Affluence Ruining Tradition : Helsinki Saunas Running Out of Steam
HELSINKI, Finland — Helsinki’s public saunas, traditional meeting-places where Finns relaxed and swapped gossip in the humid heat, are disappearing in the affluent, modern city.
Until 20 years ago there were about 150 in the capital, according to the Finnish Sauna Society. Now there are just five.
“All kinds of people came to the saunas, irrespective of their social class. They took off their clothes and they were all equal. It was democracy without trying to be democracy,” said the society’s Martti Karvonen.

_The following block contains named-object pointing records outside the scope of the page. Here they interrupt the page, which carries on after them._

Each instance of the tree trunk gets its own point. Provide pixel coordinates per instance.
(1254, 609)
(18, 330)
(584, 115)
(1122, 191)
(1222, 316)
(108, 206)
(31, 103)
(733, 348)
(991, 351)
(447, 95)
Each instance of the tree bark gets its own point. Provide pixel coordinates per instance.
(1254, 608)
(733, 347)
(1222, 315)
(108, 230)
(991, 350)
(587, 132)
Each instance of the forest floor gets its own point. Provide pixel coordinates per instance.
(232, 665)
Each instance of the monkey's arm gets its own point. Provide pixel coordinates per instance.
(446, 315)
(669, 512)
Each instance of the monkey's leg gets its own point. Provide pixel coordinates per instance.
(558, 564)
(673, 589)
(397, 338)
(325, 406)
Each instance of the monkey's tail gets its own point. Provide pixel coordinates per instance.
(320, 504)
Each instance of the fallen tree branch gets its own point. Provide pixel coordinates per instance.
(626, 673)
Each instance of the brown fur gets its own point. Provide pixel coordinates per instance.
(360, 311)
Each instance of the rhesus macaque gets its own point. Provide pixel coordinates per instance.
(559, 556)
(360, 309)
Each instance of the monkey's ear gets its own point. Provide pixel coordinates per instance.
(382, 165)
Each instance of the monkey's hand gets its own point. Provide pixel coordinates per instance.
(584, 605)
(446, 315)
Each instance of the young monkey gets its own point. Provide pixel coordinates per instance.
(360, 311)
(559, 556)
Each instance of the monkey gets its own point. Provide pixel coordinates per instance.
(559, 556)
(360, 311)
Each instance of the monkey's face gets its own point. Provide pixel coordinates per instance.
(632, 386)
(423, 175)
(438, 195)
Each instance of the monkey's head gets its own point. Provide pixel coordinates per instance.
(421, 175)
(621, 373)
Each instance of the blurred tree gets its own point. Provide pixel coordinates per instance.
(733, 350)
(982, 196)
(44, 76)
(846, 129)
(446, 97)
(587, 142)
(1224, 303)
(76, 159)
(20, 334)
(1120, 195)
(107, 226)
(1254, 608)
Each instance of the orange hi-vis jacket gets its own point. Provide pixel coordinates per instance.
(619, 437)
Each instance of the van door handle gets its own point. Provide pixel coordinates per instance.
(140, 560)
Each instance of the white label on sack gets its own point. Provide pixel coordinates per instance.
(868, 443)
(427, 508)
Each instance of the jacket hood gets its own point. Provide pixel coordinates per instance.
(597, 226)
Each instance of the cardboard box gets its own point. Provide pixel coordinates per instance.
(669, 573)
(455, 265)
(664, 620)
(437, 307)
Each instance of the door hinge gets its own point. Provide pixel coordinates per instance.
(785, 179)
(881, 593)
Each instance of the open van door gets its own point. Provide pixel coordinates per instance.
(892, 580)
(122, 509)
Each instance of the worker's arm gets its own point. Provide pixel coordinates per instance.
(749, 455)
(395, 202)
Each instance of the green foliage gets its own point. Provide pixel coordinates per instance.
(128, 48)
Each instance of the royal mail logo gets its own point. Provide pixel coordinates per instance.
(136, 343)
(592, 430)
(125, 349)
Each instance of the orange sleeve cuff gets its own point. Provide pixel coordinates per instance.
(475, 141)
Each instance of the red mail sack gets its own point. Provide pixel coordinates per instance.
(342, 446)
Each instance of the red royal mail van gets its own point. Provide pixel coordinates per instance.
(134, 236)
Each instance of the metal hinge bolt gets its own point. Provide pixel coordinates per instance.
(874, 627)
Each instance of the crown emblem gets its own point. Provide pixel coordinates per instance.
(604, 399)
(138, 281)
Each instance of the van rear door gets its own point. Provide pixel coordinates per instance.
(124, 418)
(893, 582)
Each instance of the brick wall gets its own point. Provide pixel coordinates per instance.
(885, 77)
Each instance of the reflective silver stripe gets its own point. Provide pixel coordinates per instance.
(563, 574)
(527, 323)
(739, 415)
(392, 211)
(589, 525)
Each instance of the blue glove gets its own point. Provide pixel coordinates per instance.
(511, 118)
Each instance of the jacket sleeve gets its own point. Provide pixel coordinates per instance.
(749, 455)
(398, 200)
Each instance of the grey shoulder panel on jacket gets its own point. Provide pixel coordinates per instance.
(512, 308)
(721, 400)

“It was a social happening,” said chairman Juhani Perasalo. “You were sitting there solemnly discussing this and that and you didn’t know if you were talking to a laborer or what.”

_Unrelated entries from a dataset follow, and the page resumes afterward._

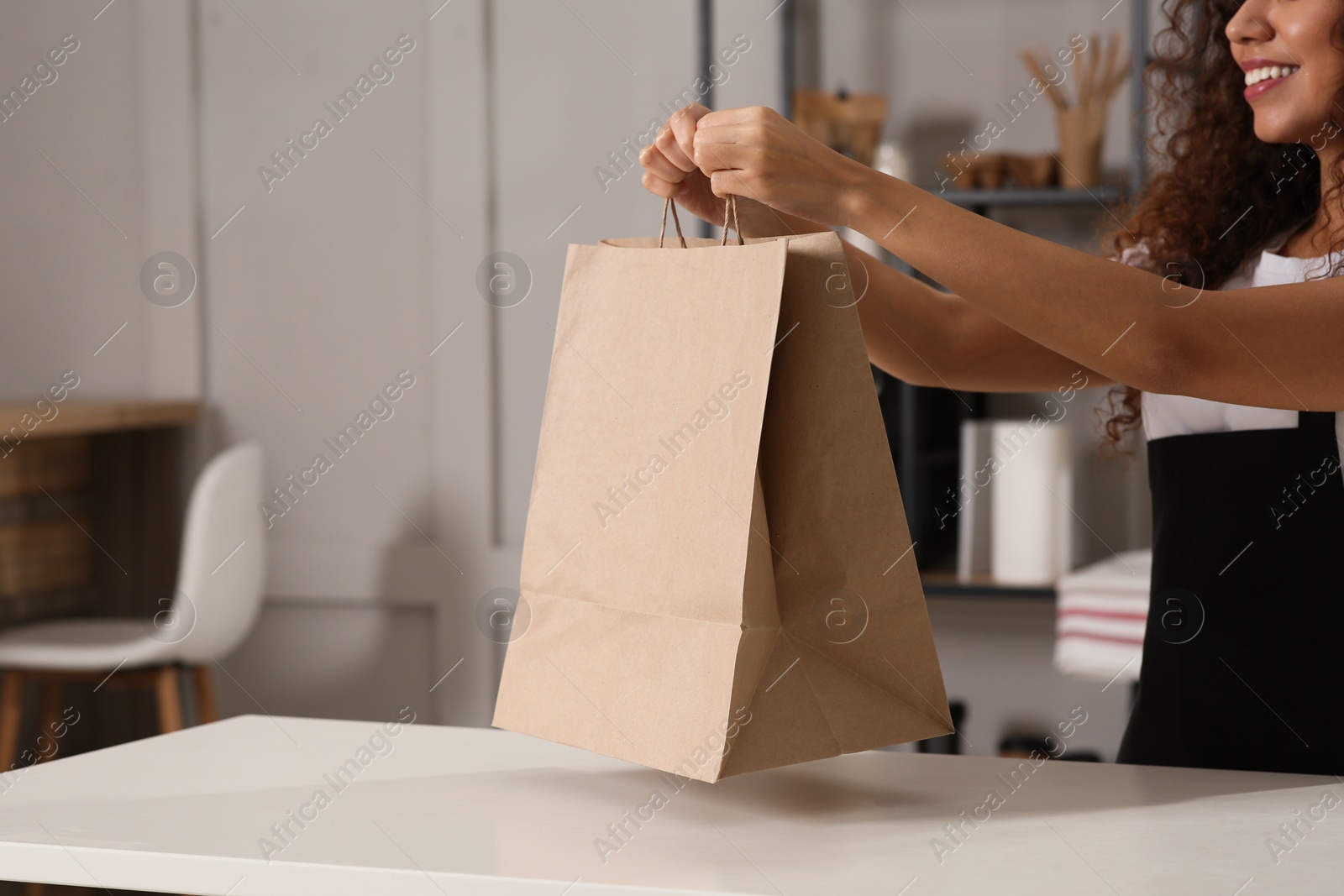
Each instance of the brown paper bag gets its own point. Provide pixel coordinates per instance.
(717, 570)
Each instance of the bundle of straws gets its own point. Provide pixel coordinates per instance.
(1100, 76)
(1082, 123)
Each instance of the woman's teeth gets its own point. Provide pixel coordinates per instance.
(1257, 76)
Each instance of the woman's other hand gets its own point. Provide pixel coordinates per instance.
(669, 172)
(757, 152)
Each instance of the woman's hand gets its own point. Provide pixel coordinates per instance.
(757, 152)
(671, 172)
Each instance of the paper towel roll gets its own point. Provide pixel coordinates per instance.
(1032, 492)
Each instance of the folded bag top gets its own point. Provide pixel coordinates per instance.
(717, 571)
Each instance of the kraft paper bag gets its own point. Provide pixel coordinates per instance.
(717, 570)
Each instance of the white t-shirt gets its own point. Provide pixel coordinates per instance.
(1167, 416)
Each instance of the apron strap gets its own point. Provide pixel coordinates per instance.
(1316, 421)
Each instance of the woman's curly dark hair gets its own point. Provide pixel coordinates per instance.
(1213, 170)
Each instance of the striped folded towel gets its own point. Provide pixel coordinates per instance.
(1102, 610)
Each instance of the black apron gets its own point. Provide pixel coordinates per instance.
(1242, 665)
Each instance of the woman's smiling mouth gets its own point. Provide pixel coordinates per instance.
(1265, 74)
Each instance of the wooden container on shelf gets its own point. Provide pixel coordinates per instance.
(53, 465)
(44, 555)
(1081, 130)
(848, 123)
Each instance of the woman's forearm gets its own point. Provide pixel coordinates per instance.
(1101, 315)
(929, 338)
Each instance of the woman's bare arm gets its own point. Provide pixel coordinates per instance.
(929, 338)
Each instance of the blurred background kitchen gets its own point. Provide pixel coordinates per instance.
(194, 264)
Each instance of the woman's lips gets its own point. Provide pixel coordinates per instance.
(1269, 83)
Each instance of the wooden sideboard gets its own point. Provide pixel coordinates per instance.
(89, 506)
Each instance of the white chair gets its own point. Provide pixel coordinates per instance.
(217, 600)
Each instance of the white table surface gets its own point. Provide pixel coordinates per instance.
(463, 810)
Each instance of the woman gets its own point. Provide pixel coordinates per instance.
(1223, 327)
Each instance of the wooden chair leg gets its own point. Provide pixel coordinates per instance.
(11, 716)
(205, 694)
(49, 715)
(170, 699)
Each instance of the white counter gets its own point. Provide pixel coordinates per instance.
(460, 810)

Sauna, a centuries-old way of keeping clean in the harsh Nordic climate, is more than just a bath. It is a cornerstone of Finnish culture, inspiring poems, paintings and scientific treatises on its effects on health.
Many a big business deal is clinched in the sauna. The Finnish Cabinet used to adjourn there after its meetings, until the advent of women ministers put a stop to that.
The tradition, however, is under threat.
“People now have access to private saunas in their apartments or live in blocks (buildings) where there is a sauna available one day a week. It is very much to be regretted,” Perasalo added.
Purists sneer at the electrically-heated saunas built onto bathrooms even in tiny flats. They say they are no substitute for the old public bath houses heated by wood-burning stoves.
The 60-year-old Kotiharjun Sauna in the working-class district of Sornainen houses separate saunas for men and women.
For $3.50 bathers can steam for as long as they can bear. In a dressing room lined with polished wood lockers, patrons enjoy a naked lunch of cola and Finnish makkara , or sausage.
After a quick shower, it’s into the sauna itself. Inside the room there are stone steps rising about seven feet. The hardy sit at the top, where the temperature can reach 212 degrees, which would make water boil.
As each bather enters, he turns a lever on the stove to release more steam into the hot-house atmosphere.
Bathers periodically pour water over themselves from metal buckets or lightly beat themselves with the vihta , a bound bunch of birch twigs which enhances sweating.
Afterwards most just shower but some pay extra to be scrubbed and soaped on a stone slab by a female attendant.
Finns take saunas wherever they go. Equipment for the Finnish troops now in Namibia with the United Nations included portable saunas.
But the sauna has a bad image abroad, Perasalo said.
“If you think how they are viewed in the big cities of Europe, they are like brothels. We want to take the red light away from saunas.”
The first written reference to the sauna in what is now Finland was by an Arab traveler in 915 AD. Today, there are 1.5 million saunas for a population of 4.9 million.